Over het jaar 2008 heeft belanghebbende noch zijn echtgenote kot aangevraagd.

Belanghebbende heeft op 29 april 2009 een voorschot kot 2009 toegekend gekregen van € 9.292. Bij brief van 24 december 2010 heeft de Belastingdienst/Toeslagen (hierna: B/T) aan belanghebbende laten weten dat hij geen recht heeft op kot voor het
jaar 2009 omdat hij niet zou hebben gereageerd op het verzoek om aanvullende informatie. Belanghebbende heeft bij formulier van 12 januari 2011 hiertegen bezwaar ingediend. Daarbij heeft hij tevens aangegeven dat er geen sprake was van
geregistreerde opvang maar van opvang door oma. Op 26 augustus 2013 is wederom
aanvullende informatie opgevraagd door B/T. Belanghebbende heeft hierop niet
gereageerd. De KOT over 2009 is bij voorschotbeschikking van 13 november 2013 op
nihil gesteld.
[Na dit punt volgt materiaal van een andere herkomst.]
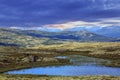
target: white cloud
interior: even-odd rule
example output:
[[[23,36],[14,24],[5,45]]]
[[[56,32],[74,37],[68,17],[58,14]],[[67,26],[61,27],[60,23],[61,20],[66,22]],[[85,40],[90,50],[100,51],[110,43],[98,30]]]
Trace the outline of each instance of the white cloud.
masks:
[[[113,24],[116,23],[116,24]],[[119,19],[105,19],[101,22],[85,22],[85,21],[74,21],[74,22],[66,22],[62,24],[48,24],[43,25],[45,28],[53,28],[53,29],[68,29],[68,28],[74,28],[74,27],[108,27],[108,26],[120,26],[120,20]]]

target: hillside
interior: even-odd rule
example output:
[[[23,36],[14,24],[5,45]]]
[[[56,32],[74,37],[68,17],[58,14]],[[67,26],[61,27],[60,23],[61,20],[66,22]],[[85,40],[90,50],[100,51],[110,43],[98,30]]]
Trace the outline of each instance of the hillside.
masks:
[[[95,31],[95,33],[108,37],[120,38],[120,27],[119,26],[103,27]]]
[[[39,30],[0,29],[0,45],[37,46],[60,44],[66,41],[106,42],[116,39],[88,31],[43,32]]]

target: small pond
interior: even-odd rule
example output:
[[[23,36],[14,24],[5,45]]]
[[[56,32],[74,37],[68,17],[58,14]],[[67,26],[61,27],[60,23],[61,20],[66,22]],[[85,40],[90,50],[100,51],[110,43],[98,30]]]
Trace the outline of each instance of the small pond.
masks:
[[[55,76],[84,76],[84,75],[111,75],[120,76],[120,68],[107,67],[104,64],[110,60],[91,58],[81,55],[58,56],[56,58],[68,58],[73,63],[64,66],[37,67],[22,70],[13,70],[5,74],[34,74]]]

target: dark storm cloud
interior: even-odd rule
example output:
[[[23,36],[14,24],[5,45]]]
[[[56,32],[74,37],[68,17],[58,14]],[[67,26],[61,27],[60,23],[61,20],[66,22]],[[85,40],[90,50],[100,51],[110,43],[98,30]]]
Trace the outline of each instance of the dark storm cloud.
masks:
[[[41,26],[120,18],[120,0],[0,0],[0,26]]]

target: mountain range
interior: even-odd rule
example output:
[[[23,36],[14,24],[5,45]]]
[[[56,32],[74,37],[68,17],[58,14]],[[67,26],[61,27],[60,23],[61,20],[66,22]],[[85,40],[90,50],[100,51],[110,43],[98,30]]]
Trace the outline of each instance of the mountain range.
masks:
[[[40,30],[0,29],[0,45],[37,46],[61,44],[68,41],[113,42],[119,40],[86,30],[45,32]]]
[[[86,30],[95,34],[112,37],[112,38],[120,38],[120,26],[109,26],[109,27],[75,27],[71,29],[67,29],[67,31],[79,31]]]

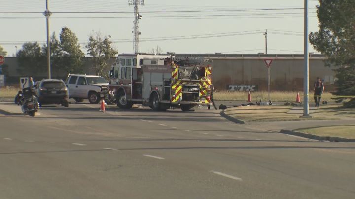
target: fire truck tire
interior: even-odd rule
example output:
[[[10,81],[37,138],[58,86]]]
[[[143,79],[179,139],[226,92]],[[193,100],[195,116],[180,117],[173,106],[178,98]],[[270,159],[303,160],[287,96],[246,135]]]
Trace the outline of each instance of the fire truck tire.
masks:
[[[160,103],[160,111],[166,111],[170,108],[170,104],[167,103]]]
[[[150,108],[154,111],[159,111],[160,110],[160,102],[159,101],[159,97],[156,93],[154,93],[150,97]]]
[[[180,108],[182,111],[195,111],[192,109],[194,107],[195,107],[194,105],[191,104],[181,104],[180,105]]]
[[[120,92],[117,95],[117,105],[121,109],[130,109],[133,104],[126,100],[126,95],[123,92]]]
[[[84,101],[84,99],[75,98],[74,99],[76,102],[82,102]]]

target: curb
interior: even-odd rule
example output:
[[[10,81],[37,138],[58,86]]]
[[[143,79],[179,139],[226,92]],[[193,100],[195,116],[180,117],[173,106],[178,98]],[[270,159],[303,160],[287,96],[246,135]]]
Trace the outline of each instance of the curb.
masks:
[[[237,124],[245,124],[245,122],[244,121],[241,120],[240,119],[238,119],[235,118],[234,117],[231,117],[229,115],[228,115],[227,114],[225,114],[225,113],[224,113],[224,110],[221,111],[219,113],[219,114],[220,114],[220,115],[221,116],[224,117],[225,118],[228,119],[228,120],[233,122],[234,123],[236,123]]]
[[[280,133],[285,134],[289,134],[294,136],[303,137],[304,138],[309,138],[313,140],[318,140],[320,141],[341,142],[355,142],[355,139],[340,138],[338,137],[320,136],[306,133],[299,132],[298,131],[291,131],[289,130],[281,129],[281,130],[280,131]]]
[[[0,114],[2,114],[6,116],[24,115],[24,114],[22,113],[9,112],[2,109],[0,109]]]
Het bezwaar van belanghebbende is bij beslissing op bezwaar van 19
november 2013 ongegrond verklaard. Bij beschikking van 10 december 2013 is de kot
definitief op nihil gesteld.

Belanghebbende heeft op 5 december 2009 een voorschot kot 2010 toegekend gekregen van € 8.447. Belanghebbende heeft op 9 juli 2011 enkele gegevens aangeleverd. De KOT over 2010 is bij voorschotbeschikking van 23 januari 2014 en bij
definitieve beschikking van 10 december 2014 op nihil gesteld.

Belanghebbende heeft op 4 december 2010 een voorschot kot 2011 toegekend gekregen van € 8.128. Bij voorschotbeschikking van 20 april 2011 is de kot op nihil
gesteld. Bij antwoordformulier van 19 oktober 2012 heeft belanghebbende aangegeven dat er in 2012 geen gebruik is gemaakt van kot. Bij beschikking van 28 juli 2015 is de kot definitief op nihil gesteld.
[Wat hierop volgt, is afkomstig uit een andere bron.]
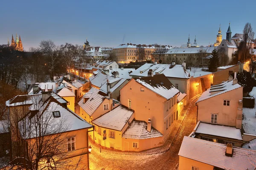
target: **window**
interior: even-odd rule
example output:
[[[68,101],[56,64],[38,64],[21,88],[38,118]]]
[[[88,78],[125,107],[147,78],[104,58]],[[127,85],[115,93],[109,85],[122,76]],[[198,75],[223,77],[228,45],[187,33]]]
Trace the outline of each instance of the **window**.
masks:
[[[59,111],[55,111],[52,112],[53,113],[53,117],[59,117],[61,116],[61,113]]]
[[[178,87],[179,87],[179,84],[175,84],[175,88],[176,88],[177,89]]]
[[[223,105],[224,106],[229,106],[230,105],[230,101],[229,100],[224,100]]]
[[[108,104],[104,104],[104,110],[108,110]]]
[[[218,115],[216,114],[212,114],[211,115],[211,123],[217,124],[217,119]]]
[[[191,167],[191,170],[199,170],[199,168],[192,166]]]
[[[67,151],[76,150],[76,138],[75,137],[67,138]]]
[[[115,148],[115,144],[113,143],[109,142],[109,147],[111,148],[114,149]]]
[[[133,142],[132,143],[132,147],[134,147],[136,148],[138,148],[138,143],[137,142]]]
[[[131,108],[131,99],[128,99],[128,108]]]
[[[110,131],[109,137],[113,139],[115,139],[115,132],[113,132],[113,131]]]

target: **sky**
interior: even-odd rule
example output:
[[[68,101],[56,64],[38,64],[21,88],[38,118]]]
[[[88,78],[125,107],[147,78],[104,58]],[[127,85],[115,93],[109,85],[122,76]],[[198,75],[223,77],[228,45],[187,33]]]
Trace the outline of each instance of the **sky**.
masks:
[[[256,32],[255,6],[255,0],[3,0],[0,44],[17,33],[26,51],[42,40],[82,45],[86,38],[92,46],[179,47],[190,34],[190,42],[196,35],[198,44],[205,46],[216,41],[220,23],[224,39],[230,22],[232,36],[247,22]]]

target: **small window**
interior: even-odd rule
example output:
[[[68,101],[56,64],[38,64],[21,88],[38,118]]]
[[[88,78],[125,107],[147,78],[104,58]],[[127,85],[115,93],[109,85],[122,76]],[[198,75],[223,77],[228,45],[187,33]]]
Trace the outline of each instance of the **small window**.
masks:
[[[175,84],[175,88],[177,89],[178,88],[178,87],[179,87],[179,84]]]
[[[216,114],[211,114],[211,123],[217,124],[218,119],[218,115]]]
[[[199,170],[199,168],[192,166],[191,167],[191,170]]]
[[[230,101],[229,100],[224,100],[223,105],[224,106],[229,106],[230,105]]]
[[[75,137],[67,138],[67,151],[76,150],[76,138]]]
[[[133,142],[132,143],[132,147],[137,148],[138,148],[138,143],[137,142]]]
[[[109,137],[111,138],[115,139],[115,132],[113,131],[110,131]]]
[[[131,108],[131,99],[128,99],[128,108]]]
[[[52,112],[53,113],[53,117],[60,117],[61,116],[61,113],[59,111],[55,111]]]
[[[104,104],[104,110],[108,110],[108,104]]]

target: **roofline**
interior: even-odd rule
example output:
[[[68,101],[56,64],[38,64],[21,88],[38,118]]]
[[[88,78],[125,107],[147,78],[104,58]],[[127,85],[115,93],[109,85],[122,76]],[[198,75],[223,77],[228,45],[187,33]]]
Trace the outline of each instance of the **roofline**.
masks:
[[[207,99],[203,99],[203,100],[201,100],[201,101],[199,101],[199,102],[198,102],[198,101],[197,101],[197,102],[195,102],[195,103],[198,103],[198,102],[202,102],[202,101],[204,101],[204,100],[207,100],[207,99],[208,99],[211,98],[212,98],[212,97],[215,97],[215,96],[217,96],[220,95],[221,95],[221,94],[224,94],[224,93],[227,93],[227,92],[230,92],[230,91],[233,91],[234,90],[237,89],[238,88],[243,88],[243,86],[242,86],[241,85],[240,85],[240,87],[239,87],[239,88],[234,88],[234,89],[233,89],[233,90],[231,90],[231,91],[226,91],[226,92],[223,93],[221,93],[221,94],[218,94],[218,95],[216,95],[216,96],[212,96],[212,97],[209,97],[209,98],[207,98]],[[199,98],[199,99],[200,99],[200,98]]]

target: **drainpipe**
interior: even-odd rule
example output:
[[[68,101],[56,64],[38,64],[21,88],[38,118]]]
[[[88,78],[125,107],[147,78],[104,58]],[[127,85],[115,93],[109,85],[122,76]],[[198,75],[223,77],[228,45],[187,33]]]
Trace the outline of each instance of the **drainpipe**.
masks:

Ontvankelijkheid en algemene opmerkingen

Niet in geschil is dat het bezwaarschrift tijdig is ingediend en dat het ook overigens
voldoet aan de daaraan te stellen eisen.

Overwegingen ten aanzien van de bezwaren en het bestreden besluit

Gemachtigde stelt dat de bestreden beslissing in strijd is met de algemene beginselen
van behoorlijk bestuur. Hij vraagt maatwerk toe te passen bij het advies, zo ook
aangaande de toepassing van het evenredigheidsbeginsel.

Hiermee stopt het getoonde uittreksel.